Supreme Court of United States.

*442 Mr. T.J. Durant, for the plaintiff in error; Mr. Miles Taylor, contra.
Mr. Justice MILLER, having stated the case in the way above given, delivered the opinion of the court.
The pleading, the orders, and the decree of the court, show, we think, so as to need no further argument to a mind familiar with the principles of equity jurisprudence, that the procedure is in its essential nature a foreclosure of a mortgage in chancery. It has all the essential qualities of such a suit, and it has none which is not usual and appropriate in such a proceeding.
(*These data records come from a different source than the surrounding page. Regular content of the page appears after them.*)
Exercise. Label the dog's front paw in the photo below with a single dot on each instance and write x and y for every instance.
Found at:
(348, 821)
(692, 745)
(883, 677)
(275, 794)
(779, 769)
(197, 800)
It is true that there is a personal judgment against defendant, but the ninety-second rule of equity practice prescribed by this court clearly authorizes such a judgment in foreclosure cases. It is the precise mode of foreclosing mortgages adopted in many of the States under their codes, and in all of them, when there is a separate chancery docket, such proceedings are classed among the chancery causes.
We have so often decided that notwithstanding the peculiarities of the Civil Code of Louisiana, the distinctions between law and equity must be preserved in the Federal courts, and that equity causes from that circuit must come here by appeal, and common law causes by writ of error, that we cannot now depart from that rule without overruling numerous decisions and a well-settled course of practice.[*]
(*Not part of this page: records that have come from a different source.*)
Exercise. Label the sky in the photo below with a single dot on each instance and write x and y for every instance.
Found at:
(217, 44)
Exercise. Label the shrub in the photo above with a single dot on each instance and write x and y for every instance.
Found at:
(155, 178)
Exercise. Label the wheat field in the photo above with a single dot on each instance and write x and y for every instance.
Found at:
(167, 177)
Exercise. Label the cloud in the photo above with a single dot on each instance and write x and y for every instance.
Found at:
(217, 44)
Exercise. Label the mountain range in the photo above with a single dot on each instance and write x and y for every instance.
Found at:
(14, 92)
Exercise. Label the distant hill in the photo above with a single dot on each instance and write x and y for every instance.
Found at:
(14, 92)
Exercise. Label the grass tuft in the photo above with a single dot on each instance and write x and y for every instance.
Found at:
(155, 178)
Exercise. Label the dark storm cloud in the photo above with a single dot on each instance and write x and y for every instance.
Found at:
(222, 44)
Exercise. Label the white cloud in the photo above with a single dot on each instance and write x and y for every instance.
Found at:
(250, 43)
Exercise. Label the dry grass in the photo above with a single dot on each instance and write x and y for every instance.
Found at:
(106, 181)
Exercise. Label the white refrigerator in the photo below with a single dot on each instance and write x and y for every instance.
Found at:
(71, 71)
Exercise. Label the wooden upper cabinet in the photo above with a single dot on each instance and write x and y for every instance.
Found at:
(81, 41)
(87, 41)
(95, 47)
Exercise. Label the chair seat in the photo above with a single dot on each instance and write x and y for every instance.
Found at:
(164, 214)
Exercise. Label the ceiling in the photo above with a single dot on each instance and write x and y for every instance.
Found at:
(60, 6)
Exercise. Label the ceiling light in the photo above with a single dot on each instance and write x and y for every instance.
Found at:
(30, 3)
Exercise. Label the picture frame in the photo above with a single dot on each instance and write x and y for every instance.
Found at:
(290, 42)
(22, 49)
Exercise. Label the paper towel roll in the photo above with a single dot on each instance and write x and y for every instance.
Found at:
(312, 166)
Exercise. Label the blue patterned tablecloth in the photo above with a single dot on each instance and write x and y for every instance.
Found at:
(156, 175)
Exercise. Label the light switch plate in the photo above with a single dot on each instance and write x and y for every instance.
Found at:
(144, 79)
*443 The present case being a proceeding in equity brought here by writ of error, and not by appeal, the writ must be
DISMISSED.
SWAYNE and BRADLEY, JJ., dissented.
NOTES
[*]  San Pedro, 2 Wheaton, 132; McCollum v. Eager, 2 Howard, 61; Minor v. Tillotson, Ib. 392; Surgett v. Lapice, 8 Id. 48; Brewster v. Wakefield, 22 Id. 118; Thompson v. Railroad Companies, 6 Wallace, 134.